Top Gear-style "stunt" sequences have included John Craven in a bath wearing a snorkel and mask, presenter Adam Henson in a toe-wrestling competition and Ben Fogle competing in a tin-bath race on the Isle of Man.
An independent report criticised the BBC for being too "squeamish" about the realities of rural life and "simplistic" in its coverage of countryside issues. Dragged into a row over the Corporation's "metropolitan bias", the Countryfile team said that it made a particular feature of covering "hard-core" agricultural and environmental subjects.
Amid the cutesy encounters with animals, the programme's journalism remains strong, with features on halal slaughter, farmer suicides and the poultry disease campylobacter, the most common form of food poisoning in the UK, giving city-dwelling viewers some meat to chew on.
Heap even persuaded the Princess Royal to grant an interview at her Gatcombe Park escape in Gloucestershire.

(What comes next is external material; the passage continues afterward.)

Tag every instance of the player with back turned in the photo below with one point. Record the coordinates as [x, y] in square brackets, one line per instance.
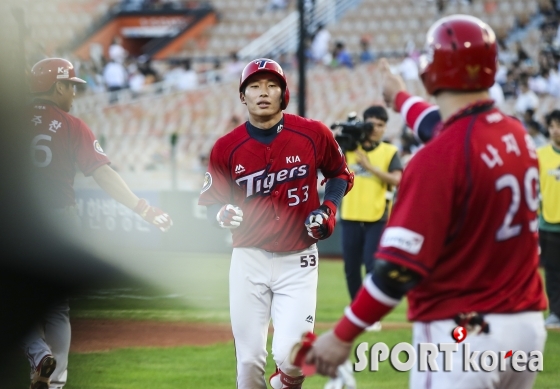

He was rewarded with an exclusive when she waded into the row over badger culling and said the animals should be gassed rather than shot. The Prince of Wales has also given his organic imprimatur to the series, guest-editing the 25th anniversary programme in 2013.
So will the brand change now that the phenomenon has spawned a spin-off featuring a weather girl said to deliver the "ooh-aah" factor to Countryfile?
The programme's warmth allows rural voices the chance to educate a wider audience, which has never pulled on a Wellington boot in anger, about countryside matters. It's a formula reaping a rich harvest which the BBC would be foolish to drive a John Deere tractor through.
Town-dweller who loves show
I grew up in a village. My mother used to work for an agricultural vehicle company, my old school had its own farm and I lived surrounded by orchards and fruit farms. But having spent the past 15 years living in a city, most of the countryside I've seen in that time has been on television on Sundays.
Countryfile, which launched when I was eight, has evolved from something that evoked a feeling of dread in me ("Oh God, it's Sunday. Antiques Roadshow will be on in a bit and then it's school tomorrow") to a soothing window into a world of lambs, jam, farmers and coppicing.
I can only imagine how hard it is to work in modern agriculture and, unlike a colleague of mine, have no illusions about the attractions of giving it all up to go and be a shepherd. But Countryfile is still something I cherish.
And then there's the weather report. My family swear by the show's five-day forecast, explaining sagely that it has to be accurate for the farmers.
I can't vouch for that, but I can only salute the BBC for giving countryphiles the chance to enjoy a blast of rural affairs on a more regular basis.